Patience‘Love is patient and kind…’ (Bible 1 Corinthians 13:4) 

Habits of Mind : Thinking flexibly  

Patience is certainly something that my secondary school maths teacher had in abundance. It was due to his patience that I was able to achieve a reasonable pass in my O Level (I am pre-GCSE in age!) maths. Mr Roake was a kind teacher who exhibited love for his pupils through infinite patience, gently explaining time and time again a maths problem with which we struggled. His patience contrasted with my own impatience, which wanted answers and easy results right away. 

Patience is ‘the capacity to accept or tolerate delay, trouble, or suffering without getting angry or upset’. It is largely about enduring something and controlling your emotions, both of which I sometimes found difficult when it came to the learning of maths! The calm patience of Mr Roake taught me not only about maths but perseverance in the face of setbacks and the regulation of my emotions. It taught me that impatience would get me nowhere and that a steady calm approach to problem solving was the road to greater progress. 
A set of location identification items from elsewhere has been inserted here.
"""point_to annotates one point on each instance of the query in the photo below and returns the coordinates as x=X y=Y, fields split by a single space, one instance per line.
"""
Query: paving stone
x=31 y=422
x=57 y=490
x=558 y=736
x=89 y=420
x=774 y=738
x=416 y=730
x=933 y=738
My frustration and lack of patience was towards myself in this case, but how much more important is patience towards others. Patience is often named as a virtue and in the Bible, St. Paul in his first letter to the Corinthians, lists it as one of the marks of characteristics of agape, love. Agape is a love that is not self-serving and wishes the best for others. It is not a love that counts the cost but gives unreservedly to the deserving and undeserving alike. I’m not sure that the patience I received from Mr Roake was always deserving, yet it ultimately transformed my ability to persevere in the face of setbacks and to overcome frustration. 
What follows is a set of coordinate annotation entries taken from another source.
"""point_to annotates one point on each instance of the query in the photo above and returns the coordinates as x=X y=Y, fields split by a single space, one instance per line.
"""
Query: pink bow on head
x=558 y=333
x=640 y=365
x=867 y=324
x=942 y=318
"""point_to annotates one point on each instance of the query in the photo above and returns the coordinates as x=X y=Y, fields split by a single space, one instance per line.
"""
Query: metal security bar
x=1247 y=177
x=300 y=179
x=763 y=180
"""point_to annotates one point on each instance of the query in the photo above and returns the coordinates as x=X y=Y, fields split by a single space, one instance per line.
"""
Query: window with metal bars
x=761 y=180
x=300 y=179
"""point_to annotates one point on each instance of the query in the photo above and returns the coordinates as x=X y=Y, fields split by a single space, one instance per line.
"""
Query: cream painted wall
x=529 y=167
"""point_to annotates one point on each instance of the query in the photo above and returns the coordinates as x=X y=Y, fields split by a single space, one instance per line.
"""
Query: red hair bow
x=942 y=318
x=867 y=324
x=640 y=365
In our lives we face many situations which will test our patience and many people who will test our patience too! Patience is often contrary to our first instincts and then we need to manage our impulsivity (another important habit of mind). Patience involves taking time to understand another person’s point of view and withholding any hasty judgments. 

Like any virtue it is a skill that we must learn and practice because few of us have it naturally, but it benefits both our ability to persist in difficult situations and improves our relationships with those around us.